2012’de yürürlüğe giren 6306 Sayılı Kanundan ve bu kanunun bazı avantajlarından bahseden Hançerli, şu ifadeleri kullandı:
Deniliyor ki “Belediye kentsel dönüşümde harç almayacak, faiz ya da kira desteğinden yararlanabilirsiniz.” Bakanlıkla protokol yapmış 16 bankadan 2’si en çok kentsel dönüşüm için kredi veren bankalar. Kolay kredi için İş Bankası ve Deniz Bank ile protokol yaptık. Rekabetçi bir piyasa oluşturmak suretiyle inşaat fiyatlarını neredeyse yarı yarıya indirdik. Müteahhitlerle görüştük. 2020’de inşaat başladığında müteahhitler, birim metrekare inşaat maliyetinin 3500 TL olduğunu söyledi. Araştırdık 1200 TL. Müteahhitler itiraz etti sonra 1500 TL’de anlaştık. 120 metrekare daire yerine 80 metrekare daire yapıldı. Türkiye’de yapısını kat karşılığı değil de para vermek suretiyle yaptıranlar için KDV Turan Hançerli’den önce yüzde 18, şimdi ise yüzde 1. Bunu Avcılar Belediyesi olarak biz yaptık ve tüm Türkiye’ye de armağan ettik. Sayın Cumhurbaşkanı kararnamesi oldu. Böylelikle finansmandan destek sunmuş olduk. Maliyet konusunda önerileriniz var mı?

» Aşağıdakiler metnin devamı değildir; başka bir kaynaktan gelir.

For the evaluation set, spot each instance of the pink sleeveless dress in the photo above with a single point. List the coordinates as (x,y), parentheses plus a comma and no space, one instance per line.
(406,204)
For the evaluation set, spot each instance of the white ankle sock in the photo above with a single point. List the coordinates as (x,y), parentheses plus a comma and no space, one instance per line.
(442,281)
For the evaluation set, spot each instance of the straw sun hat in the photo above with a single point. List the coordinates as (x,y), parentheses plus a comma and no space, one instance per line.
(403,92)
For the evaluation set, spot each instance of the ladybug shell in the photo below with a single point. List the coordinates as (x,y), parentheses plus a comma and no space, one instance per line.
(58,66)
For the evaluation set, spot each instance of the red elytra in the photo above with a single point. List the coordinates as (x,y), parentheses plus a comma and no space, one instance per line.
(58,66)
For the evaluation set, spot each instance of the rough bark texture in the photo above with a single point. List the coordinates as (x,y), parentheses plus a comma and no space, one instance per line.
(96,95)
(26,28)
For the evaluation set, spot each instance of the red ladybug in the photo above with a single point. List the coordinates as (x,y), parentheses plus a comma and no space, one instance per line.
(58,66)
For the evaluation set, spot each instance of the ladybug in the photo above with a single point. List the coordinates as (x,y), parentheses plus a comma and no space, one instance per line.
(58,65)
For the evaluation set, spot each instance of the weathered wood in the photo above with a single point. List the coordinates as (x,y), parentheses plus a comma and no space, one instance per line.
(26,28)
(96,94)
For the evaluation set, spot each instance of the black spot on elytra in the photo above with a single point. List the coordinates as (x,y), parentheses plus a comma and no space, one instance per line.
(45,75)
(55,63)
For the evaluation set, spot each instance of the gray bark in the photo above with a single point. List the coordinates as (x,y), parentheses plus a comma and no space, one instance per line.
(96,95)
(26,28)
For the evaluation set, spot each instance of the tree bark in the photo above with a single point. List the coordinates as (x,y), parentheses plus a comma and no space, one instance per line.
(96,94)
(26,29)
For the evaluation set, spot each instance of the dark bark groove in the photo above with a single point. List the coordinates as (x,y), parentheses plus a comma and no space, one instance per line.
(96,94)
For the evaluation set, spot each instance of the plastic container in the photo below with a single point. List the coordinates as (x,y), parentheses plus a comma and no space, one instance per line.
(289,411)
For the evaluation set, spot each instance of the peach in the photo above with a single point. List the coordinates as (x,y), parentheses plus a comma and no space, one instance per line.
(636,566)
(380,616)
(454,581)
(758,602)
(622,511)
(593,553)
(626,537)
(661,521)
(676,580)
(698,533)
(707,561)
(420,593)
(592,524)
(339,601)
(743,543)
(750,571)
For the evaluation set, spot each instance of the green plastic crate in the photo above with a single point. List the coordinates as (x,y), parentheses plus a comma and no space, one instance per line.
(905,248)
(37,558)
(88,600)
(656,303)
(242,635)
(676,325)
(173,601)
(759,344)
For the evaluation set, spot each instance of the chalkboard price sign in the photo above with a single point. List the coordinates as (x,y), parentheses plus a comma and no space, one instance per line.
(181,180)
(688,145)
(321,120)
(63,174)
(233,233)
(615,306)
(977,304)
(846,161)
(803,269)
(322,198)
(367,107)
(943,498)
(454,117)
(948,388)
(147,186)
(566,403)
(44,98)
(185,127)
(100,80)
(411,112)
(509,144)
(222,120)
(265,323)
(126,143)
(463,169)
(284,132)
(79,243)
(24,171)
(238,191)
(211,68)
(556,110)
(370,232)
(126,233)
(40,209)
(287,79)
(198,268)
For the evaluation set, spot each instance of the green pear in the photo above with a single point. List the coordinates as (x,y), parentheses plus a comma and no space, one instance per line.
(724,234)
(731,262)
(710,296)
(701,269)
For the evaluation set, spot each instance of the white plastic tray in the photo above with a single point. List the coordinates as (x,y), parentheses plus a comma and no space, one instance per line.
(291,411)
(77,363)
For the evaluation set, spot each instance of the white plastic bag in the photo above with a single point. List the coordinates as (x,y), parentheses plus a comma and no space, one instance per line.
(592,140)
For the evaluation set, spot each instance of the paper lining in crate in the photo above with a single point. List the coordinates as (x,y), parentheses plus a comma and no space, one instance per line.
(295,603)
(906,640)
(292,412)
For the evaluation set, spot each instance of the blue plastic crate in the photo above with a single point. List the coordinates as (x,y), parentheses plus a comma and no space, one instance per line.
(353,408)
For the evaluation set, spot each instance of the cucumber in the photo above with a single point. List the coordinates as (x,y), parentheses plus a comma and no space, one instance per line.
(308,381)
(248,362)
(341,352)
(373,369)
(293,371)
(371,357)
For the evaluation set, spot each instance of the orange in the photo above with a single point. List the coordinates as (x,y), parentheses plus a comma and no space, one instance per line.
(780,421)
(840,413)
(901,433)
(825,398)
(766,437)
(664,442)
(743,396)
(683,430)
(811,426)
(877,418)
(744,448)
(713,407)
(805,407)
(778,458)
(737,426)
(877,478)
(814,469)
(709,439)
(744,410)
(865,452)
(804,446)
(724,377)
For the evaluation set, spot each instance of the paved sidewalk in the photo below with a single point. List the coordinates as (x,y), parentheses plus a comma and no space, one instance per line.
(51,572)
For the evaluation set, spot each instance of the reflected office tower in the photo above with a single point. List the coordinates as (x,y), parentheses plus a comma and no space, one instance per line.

Sıfır faize dayalı kentsel dönüşüm modelinden ve bu modelin hükümete hiçbir zararının olmayacağından bahseden Avcılar Belediye Başkanı Turan Hançerli, "Bakan Murat Kurum, 1.5 milyon konutun çok riskli olduğunu ve acil yenilenmesi gerektiğini söylüyor. 1.5 milyon konutu yenilemek için kaynak var. Bankalar faizi veriyor. Devletin, ilk yıl 5 milyar TL ayırması lazım. Bu para zaten aynı yıl devlete geri dönüyor. Devlet zararlı değil aksine kârlı çıkıyor. Özellikle ilk 5 yıl devletin cebine para giriyor. Özetle bir maliyet problemi yok. Biz bunu bakanlığa sunduk, kabul edilmedi. Ama depremden sonra Bakan Kurum bu dediklerimizin yarısını yapmaya başladı." ifadelerini kullandı.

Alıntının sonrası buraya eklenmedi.